Tasty! Jazzed! bay salt prawn skewers in summer veg
The combination of bay leaves and prawns is quite an unconventional one, but I think it’s a winner. This recipe will make enough for a decent batch of bay salt – you can use it instead of normal salt. You won’t need as much as you would normally use though, as the bay gives it extra flavour. Bay salt is great is sprinkled over a shoulder of lamb, a chicken or a piece of pork before roasting. You can keep it in a container for a couple of months if you dry it out first.
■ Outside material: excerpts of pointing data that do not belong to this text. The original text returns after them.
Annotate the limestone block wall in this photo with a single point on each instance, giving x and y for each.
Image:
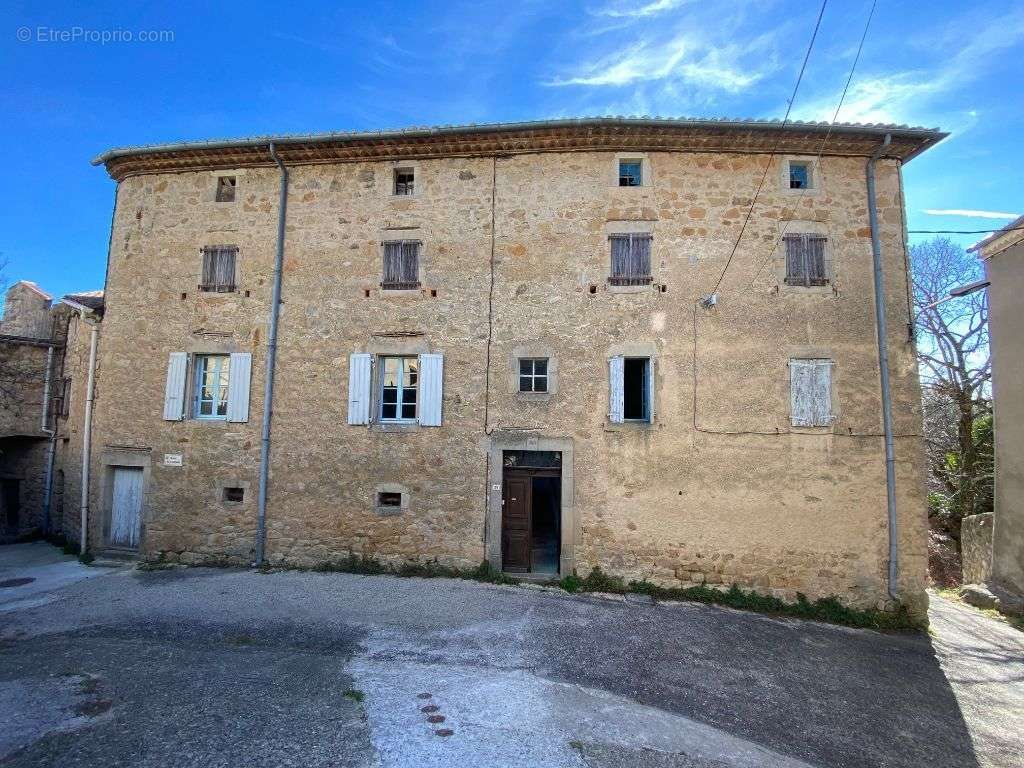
(720, 488)
(976, 548)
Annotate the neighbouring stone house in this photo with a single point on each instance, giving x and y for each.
(1003, 254)
(44, 349)
(492, 346)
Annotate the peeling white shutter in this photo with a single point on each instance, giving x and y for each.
(359, 378)
(240, 374)
(810, 391)
(431, 389)
(174, 392)
(616, 388)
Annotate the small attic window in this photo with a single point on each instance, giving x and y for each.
(404, 180)
(235, 495)
(800, 175)
(225, 188)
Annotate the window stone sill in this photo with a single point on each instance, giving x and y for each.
(534, 396)
(394, 427)
(631, 426)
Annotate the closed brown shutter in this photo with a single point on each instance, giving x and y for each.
(401, 264)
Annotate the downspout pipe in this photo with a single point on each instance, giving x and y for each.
(887, 406)
(271, 357)
(52, 434)
(90, 389)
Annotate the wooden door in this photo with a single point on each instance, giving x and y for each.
(126, 509)
(516, 532)
(11, 497)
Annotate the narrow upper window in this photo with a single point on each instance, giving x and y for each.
(630, 259)
(212, 376)
(534, 375)
(404, 180)
(401, 264)
(66, 398)
(800, 175)
(235, 495)
(399, 377)
(630, 172)
(218, 268)
(225, 188)
(636, 389)
(805, 260)
(388, 499)
(810, 391)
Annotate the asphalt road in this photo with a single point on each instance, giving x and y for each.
(230, 668)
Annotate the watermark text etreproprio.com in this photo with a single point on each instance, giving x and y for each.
(87, 35)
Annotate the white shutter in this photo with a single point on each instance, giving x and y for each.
(240, 374)
(174, 392)
(431, 389)
(359, 377)
(615, 389)
(810, 392)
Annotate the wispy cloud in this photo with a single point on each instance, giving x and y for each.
(910, 94)
(684, 57)
(639, 11)
(969, 213)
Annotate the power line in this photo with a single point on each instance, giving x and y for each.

The recipe is mainly a main meal, however, I cut down the quanities as their is only my husband and I at home 🙂 Generally the recipe serves four (4) or more people and its amazingly refreshing to see prawns put together with vegies as I know my little cousins hate their vegies. But… I tried Jamie Oliver‘s recipe and WOOLAA… Down in a heart beat. Awesome!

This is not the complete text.